Date: Wed, 7 Jun 2017 16:43:52 +0100
From: Morten Rasmussen <morten.rasmussen@arm.com>
To: Viresh Kumar <viresh.kumar@linaro.org>
Cc: Peter Zijlstra <peterz@infradead.org>, Ingo Molnar <mingo@redhat.com>,
        Rafael Wysocki <rjw@rjwysocki.net>, linaro-kernel@lists.linaro.org,
        linux-kernel@vger.kernel.org,
        Vincent Guittot <vincent.guittot@linaro.org>, linux-pm@vger.kernel.org,
        Juri Lelli <Juri.Lelli@arm.com>, Dietmar.Eggemann@arm.com,
        patrick.bellasi@arm.com
Subject: Re: [RFC] sched: fair: Don't update CPU frequency too frequently
Message-ID: <20170607154351.GA2551@e105550-lin.cambridge.arm.com>
References: <b3a96d619a4cad34f4243a173a42915c41059669.1496316723.git.viresh.kumar@linaro.org>
 <20170601122224.c324h4t7y3i4wr6e@hirez.programming.kicks-ass.net>
 <20170607120655.GB11126@vireshk-i7>
MIME-Version: 1.0
Content-Type: text/plain; charset=us-ascii
Content-Disposition: inline
In-Reply-To: <20170607120655.GB11126@vireshk-i7>
User-Agent: Mutt/1.5.24 (2015-08-30)
Sender: linux-kernel-owner@vger.kernel.org
Content-Length: 1723
Lines: 34

On Wed, Jun 07, 2017 at 05:36:55PM +0530, Viresh Kumar wrote:
> + Patrick,
> 
> On 01-06-17, 14:22, Peter Zijlstra wrote:
> > On Thu, Jun 01, 2017 at 05:04:27PM +0530, Viresh Kumar wrote:
> > > This patch relocates the call to utilization hook from
> > > update_cfs_rq_load_avg() to task_tick_fair().
> > 
> > That's not right. Consider hardware where 'setting' the DVFS is a
> > 'cheap' MSR write, doing that once every 10ms (HZ=100) is absurd.
> 
> Yeah, that may be too much for such a platforms. Actually we (/me & Vincent)
> were worried about the current location of the utilization update hooks and
> believed that they are getting called way too often. But yeah, this patch
> optimized it way too much.
> 
> One of the goals of this patch was to avoid doing small OPP updates from
> update_load_avg() which can potentially block significant utilization changes
> (and hence big OPP changes) while a task is attached or detached, etc.

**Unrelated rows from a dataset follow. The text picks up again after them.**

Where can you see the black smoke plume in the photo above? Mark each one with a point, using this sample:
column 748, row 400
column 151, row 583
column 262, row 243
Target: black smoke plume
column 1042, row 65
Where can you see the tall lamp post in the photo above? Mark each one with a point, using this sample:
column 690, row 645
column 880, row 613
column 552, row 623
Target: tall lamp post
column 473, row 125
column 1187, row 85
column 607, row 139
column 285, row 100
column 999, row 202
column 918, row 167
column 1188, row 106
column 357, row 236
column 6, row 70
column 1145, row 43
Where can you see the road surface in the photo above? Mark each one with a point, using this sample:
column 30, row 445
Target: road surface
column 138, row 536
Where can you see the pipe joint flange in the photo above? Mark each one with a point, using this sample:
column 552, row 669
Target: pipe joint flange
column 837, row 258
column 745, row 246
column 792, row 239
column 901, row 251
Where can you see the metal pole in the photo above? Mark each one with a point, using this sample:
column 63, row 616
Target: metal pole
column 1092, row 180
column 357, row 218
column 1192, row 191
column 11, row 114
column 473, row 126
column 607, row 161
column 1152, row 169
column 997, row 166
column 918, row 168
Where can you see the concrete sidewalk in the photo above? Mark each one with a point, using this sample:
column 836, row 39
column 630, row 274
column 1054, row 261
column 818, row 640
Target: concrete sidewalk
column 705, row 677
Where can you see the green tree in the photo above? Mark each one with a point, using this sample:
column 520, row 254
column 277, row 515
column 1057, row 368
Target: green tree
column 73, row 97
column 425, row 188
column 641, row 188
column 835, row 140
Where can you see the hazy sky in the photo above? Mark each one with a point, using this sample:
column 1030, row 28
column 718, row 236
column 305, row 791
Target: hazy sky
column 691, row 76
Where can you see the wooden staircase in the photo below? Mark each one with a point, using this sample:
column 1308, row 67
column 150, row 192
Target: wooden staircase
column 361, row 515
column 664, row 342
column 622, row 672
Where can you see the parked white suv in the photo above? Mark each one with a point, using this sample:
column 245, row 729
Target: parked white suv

To me that sounds like you want to apply a more clever filter to the
utilization updates than a simple rate limiter as Peter suggests below.
IMHO, it would be better to feed schedutil with all the available
information and improve the filtering policy there instead of trying to
hack the policy tweaking the input data.

> > We spoke about this problem in Pisa, the proposed solution was having
> > each driver provide a cost metric and the generic code doing a max
> > filter over the window constructed from that cost metric.

Maybe it is possible to somehow let the rate at which we allow OPP
changes depend on the size of the 'error' delta between the current OPP
and what we need. So radical changes causes OPP changes immediately, and
small corrections have to wait longer?